Southwick is considering changing the name of its Board of Selectmen to the gender-neutral “Select Board.”

If the change is made, the office holders would be known as “Select Board member” rather than “selectman.” The proposal was suggested by Ruth Preston, executive assistant to the Southwick Planning Board.

Southwick Board of Selectmen Chair Russ Fox said he and his two board colleagues support the name change, but they want to make sure they go about making the change in the proper fashion.

Fox cited a concern about the costs of new signage and letterhead, as well as revising legal contracts.
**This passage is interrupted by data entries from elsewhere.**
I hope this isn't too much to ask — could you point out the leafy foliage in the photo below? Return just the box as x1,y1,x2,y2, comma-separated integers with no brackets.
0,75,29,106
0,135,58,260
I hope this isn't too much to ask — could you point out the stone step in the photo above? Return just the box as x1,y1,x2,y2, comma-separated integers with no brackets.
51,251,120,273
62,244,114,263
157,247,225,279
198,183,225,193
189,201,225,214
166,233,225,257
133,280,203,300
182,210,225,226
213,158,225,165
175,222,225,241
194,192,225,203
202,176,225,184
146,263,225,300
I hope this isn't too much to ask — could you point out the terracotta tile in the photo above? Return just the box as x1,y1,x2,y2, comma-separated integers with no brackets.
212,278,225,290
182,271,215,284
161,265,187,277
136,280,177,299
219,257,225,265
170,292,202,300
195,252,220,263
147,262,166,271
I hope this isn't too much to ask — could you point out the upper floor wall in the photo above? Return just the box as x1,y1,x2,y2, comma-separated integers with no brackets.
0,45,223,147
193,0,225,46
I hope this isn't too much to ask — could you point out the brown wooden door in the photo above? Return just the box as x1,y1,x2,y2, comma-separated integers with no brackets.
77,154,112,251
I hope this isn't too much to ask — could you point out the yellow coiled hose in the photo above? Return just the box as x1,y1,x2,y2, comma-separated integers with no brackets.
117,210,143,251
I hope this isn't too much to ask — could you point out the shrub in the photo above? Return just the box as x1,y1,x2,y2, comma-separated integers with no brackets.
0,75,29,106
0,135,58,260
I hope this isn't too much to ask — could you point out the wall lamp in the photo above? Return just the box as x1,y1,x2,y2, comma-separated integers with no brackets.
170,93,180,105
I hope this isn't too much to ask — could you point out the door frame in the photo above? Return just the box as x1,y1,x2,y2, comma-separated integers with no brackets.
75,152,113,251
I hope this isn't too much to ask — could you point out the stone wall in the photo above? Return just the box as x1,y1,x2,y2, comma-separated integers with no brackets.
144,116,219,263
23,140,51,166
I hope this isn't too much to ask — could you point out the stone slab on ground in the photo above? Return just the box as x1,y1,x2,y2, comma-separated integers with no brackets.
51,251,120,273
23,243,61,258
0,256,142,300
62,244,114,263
But according to Jim Lampke, executive director of the Massachusetts Municipal Lawyers Association, the name change would not affect the legality of the town’s contracts.

Lampke said the town should notify the state if a change in the board’s name is approved.

Southwick would join 14 other Massachusetts towns, all of them in the western half of the state, that use “select board” as the name of their governing board.

According to Marilyn Contreas, a senior program and policy analyst with the Department of Housing and Community Development, Dalton was the most recent town to obtain approval for a change in the name of its governing board through a home-rule petition. The change appears to have come as part of legislation in 1995 that authorized the town to hire a town manager. The legislation stated that “Select Board” could be used synonymously with “Board of Selectmen.”

More typically, according to Lampke, a board of selectmen that wants to change its name will do so on its own administratively.

“People could probably just agree to it,” Lampke said. “Though,” he added, “I can see some gadfly making an issue of it.”

Even in a community like Amherst, which has a formal charter, the board has the authority to change the name of the board, Lampke said. Amherst has used the name “Select Board” since the early 1990s.

In addition to Dalton and Amherst, the towns that use “select board” are Ashfield, Chesterfield, Deerfield, Granby, Granville, Longmeadow, Monroe, Monterey, New Braintree, New Salem, Wendell and Westhampton. Only two of the towns – Amherst and Longmeadow – have more than 7,000 residents.